Валор поднялся нам навстречу. На нашем любимом столике у него лежала целая стопка книг.
— Счастлив видеть вас, прекраснейшая государыня, — сказал Валор, обозначив поцелуй на поданной Вильмой руке. — И вас, деточка: мы так редко беседуем, что я начал тосковать по вашему обществу. Но дела — прежде всего. Я хотел рассказать вам несколько ужасных сказок Перелесья.
— Сядем, друзья, — нежно сказала Виллемина. — Сказки — это интересно. В них говорится о мерзких тварях с горящими глазами?
— Да, государыня, — поклонился Валор. — С глазами, горящими, как плошки, с руками до самой земли и серой, будто туман, кожей.
— Сказки? — хмыкнула я. — Просто сказки?
— Увы, — снова чуть поклонился Валор. — Мне нечем вас порадовать, деточка: в трактатах наших коллег об этих тварях нет ни слова. Но в легендах Перелесья, в эпосе «Трижды убитый» и в историях, которые собирали по перелесским деревням мессиры фольклористы Гунард и Берк, эти твари упоминаются, и даже часто.
— Но можно ли доверять сказкам? — задумчиво проговорила Виллемина. — Тем более — рассказанным простецами.

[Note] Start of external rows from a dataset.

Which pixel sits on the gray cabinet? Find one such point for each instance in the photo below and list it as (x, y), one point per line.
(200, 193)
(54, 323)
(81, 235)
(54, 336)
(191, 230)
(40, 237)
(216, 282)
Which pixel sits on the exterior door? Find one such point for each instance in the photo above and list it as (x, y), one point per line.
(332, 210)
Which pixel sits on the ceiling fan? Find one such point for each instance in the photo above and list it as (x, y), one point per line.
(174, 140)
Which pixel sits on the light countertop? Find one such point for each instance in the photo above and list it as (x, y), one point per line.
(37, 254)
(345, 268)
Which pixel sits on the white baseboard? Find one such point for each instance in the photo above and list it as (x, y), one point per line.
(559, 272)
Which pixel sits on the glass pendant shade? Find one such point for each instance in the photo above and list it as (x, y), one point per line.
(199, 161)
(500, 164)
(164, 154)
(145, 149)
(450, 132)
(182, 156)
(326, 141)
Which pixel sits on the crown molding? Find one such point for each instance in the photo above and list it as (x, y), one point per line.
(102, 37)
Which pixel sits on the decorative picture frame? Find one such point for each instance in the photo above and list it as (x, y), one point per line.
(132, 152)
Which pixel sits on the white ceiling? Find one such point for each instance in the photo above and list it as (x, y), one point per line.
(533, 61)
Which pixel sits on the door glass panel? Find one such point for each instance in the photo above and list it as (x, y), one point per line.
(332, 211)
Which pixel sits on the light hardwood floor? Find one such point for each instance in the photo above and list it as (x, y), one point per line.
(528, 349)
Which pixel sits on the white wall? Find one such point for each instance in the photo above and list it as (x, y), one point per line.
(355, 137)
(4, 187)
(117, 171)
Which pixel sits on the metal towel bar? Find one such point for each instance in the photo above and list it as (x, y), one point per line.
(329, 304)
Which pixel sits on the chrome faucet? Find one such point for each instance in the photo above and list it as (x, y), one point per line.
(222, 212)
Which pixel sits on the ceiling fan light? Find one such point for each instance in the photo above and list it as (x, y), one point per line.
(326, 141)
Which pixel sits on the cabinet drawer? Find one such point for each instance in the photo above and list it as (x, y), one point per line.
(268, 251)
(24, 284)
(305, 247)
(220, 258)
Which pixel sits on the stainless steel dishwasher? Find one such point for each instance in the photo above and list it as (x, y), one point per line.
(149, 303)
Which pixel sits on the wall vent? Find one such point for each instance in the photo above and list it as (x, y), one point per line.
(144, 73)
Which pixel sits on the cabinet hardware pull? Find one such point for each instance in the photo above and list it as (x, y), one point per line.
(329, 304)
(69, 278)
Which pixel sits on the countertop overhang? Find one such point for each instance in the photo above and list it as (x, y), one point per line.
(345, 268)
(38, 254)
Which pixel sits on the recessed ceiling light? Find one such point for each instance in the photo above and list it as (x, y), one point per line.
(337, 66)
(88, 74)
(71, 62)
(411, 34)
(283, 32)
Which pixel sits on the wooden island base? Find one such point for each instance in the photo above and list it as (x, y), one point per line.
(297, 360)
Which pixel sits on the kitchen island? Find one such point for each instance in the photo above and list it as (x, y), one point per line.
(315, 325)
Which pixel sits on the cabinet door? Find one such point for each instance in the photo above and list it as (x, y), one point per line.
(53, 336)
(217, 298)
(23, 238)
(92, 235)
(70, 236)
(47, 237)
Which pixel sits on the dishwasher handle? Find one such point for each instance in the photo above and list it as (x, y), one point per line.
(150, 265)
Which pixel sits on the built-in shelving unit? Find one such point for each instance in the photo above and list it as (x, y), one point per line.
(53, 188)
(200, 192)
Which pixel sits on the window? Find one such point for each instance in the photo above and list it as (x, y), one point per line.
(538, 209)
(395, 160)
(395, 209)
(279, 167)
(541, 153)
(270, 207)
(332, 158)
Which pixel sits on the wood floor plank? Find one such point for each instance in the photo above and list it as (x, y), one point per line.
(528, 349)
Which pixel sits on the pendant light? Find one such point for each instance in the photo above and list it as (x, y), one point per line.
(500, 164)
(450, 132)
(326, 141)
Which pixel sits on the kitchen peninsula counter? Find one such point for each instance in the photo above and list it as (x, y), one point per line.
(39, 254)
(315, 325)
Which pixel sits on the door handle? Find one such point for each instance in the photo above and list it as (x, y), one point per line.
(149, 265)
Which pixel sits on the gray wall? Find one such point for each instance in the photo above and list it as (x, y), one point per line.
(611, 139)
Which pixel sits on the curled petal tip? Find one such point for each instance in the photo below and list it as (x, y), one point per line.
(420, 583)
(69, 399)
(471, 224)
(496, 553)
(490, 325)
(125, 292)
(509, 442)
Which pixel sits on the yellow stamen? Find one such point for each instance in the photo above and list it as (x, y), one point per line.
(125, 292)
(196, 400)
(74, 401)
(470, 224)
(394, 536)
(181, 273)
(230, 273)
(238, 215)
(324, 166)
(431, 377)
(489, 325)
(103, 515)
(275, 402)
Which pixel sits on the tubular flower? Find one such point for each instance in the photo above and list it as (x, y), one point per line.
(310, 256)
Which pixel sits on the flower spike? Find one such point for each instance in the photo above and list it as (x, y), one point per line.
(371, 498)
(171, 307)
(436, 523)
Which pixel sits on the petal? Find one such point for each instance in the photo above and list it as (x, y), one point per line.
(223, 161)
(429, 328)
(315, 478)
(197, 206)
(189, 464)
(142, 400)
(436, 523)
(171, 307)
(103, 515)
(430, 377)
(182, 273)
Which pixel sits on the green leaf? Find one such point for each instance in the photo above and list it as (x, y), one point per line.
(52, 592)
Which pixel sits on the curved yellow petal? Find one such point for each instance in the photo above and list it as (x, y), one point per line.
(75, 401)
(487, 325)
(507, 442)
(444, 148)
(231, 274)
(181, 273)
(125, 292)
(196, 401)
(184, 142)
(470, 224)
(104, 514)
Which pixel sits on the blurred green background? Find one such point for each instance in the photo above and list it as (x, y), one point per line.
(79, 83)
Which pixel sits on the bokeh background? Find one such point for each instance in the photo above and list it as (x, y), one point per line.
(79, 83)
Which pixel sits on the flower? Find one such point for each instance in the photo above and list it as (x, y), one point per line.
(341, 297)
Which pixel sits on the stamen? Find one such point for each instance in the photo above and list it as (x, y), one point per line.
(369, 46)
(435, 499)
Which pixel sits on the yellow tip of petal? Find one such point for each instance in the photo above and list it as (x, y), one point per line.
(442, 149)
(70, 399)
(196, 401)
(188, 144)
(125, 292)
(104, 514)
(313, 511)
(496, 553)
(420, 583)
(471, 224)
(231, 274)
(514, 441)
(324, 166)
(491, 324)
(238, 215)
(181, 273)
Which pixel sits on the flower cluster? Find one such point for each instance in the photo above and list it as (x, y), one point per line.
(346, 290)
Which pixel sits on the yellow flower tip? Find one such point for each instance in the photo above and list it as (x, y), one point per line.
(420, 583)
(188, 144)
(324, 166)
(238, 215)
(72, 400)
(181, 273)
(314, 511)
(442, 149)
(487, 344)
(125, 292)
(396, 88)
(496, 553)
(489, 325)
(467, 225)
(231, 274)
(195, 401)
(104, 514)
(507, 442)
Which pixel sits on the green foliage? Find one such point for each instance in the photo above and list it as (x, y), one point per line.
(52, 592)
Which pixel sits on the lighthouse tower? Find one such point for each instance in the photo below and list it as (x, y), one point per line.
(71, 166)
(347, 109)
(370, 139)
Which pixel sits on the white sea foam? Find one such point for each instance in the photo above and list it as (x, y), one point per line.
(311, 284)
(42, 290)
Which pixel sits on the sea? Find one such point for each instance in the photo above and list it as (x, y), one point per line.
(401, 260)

— Видите ли, дорогая государыня, — сказал Валор, — именно то меня и прельщает в этих книгах, что все эти истории написаны или рассказаны простецами. И это обозначает природу тварей — не иномирную, нашу, местную.
— Вы думаете, впрямь элементали? — спросила я. — Не звери же.
— Сложно сказать с чужих слов, деточка, — сказал Валор. — Но, полагаю, не звери. Твари эти описываются как мерзкие и злобные, те, кто их встречал, порой погибали от ужаса, а те, до кого тварь дотрагивалась — погибали наверняка, от мучительного, нестерпимого и несмываемого отвращения. С тварями никто не разговаривал — и они, быть может, не знают человеческой речи. Но в их поведении чувствуется род разумности. Перелесские крестьяне уверили мессира Гунарда, что такая тварь может пролезть в неожиданно узкую щель, в дымоход, в слуховое окошко — и что её тело тянется и гнётся упруго, словно хлыст.
— Изловить бы штучку, — сказала я мечтательно. — Посадить в клетку, понаблюдать. Поглядеть, куда оно годится.
— Мне представляется, деточка, что клетки будет маловато, — сказал Валор. — Я всё же думаю, дорогая моя, что твари имеют стихийную сущность… э… как драконы, что ли… Возможно, от них защищают знаки против Приходящих в Ночи… но как знать… может, есть специальная защита. Я предположил бы, что кто-то в Перелесье может быть отлично осведомлён о свойствах этих тварей — и умеет ими управлять на диво легко и точно.
— Полагаю, что этими созданиями и теми, кто с ними ладит, должна заняться контрразведка, — сказала Виллемина. — Сегодня же предложу новую задачу мессиру Ирдингу. Мне не нравятся эти существа.
Валор согласно склонил голову и хотел что-то сказать, но тут в нашу гостиную быстро вошла Друзелла.
— Прошу меня простить, государыня, — сказала она виновато. — К вам мессиры Броук и Сейл. Срочно, по секретному делу.
— Мессир Валор посвящён во все секретные дела, — сказала Виллемина. — Спасибо вам, дорогая Друзелла. Зовите, — и улыбнулась нам, когда камеристка вышла. — Боже мой, какая таинственность!
— Она приказала всем живым покинуть анфиладу, — сказал Валор с улыбкой в голосе. — Ни души рядом не чувствую.
— Посторонняя мышь не подслушает, — хихикнула я.
— Хорошо, — кивнула Виллемина.
Вошли и поклонились Броук и Сейл. Броук был тщательно выбрит и причёсан, одет в отличный сюртук — и всё вместе выглядело так, будто он пытался скрыть сильную усталость молодцеватым видом. У Сейла под глазами были синячища, как у привидения, складка между бровями и вообще — даже более озабоченный и хмурый вид, чем в доме Раша, когда медики пытались спасать раненых.
— Пожалуйста, садитесь, дорогие мессиры! — радостно сказала Виллемина. — Выпьем кавойе, хорошо? Это отчасти помогает от дурных новостей. Маршал Лиэр рассказывал, что в гвардии завелась мода доливать в кавойе капельку рома — и это называется «поймать крабика». Не хотите ли попробовать?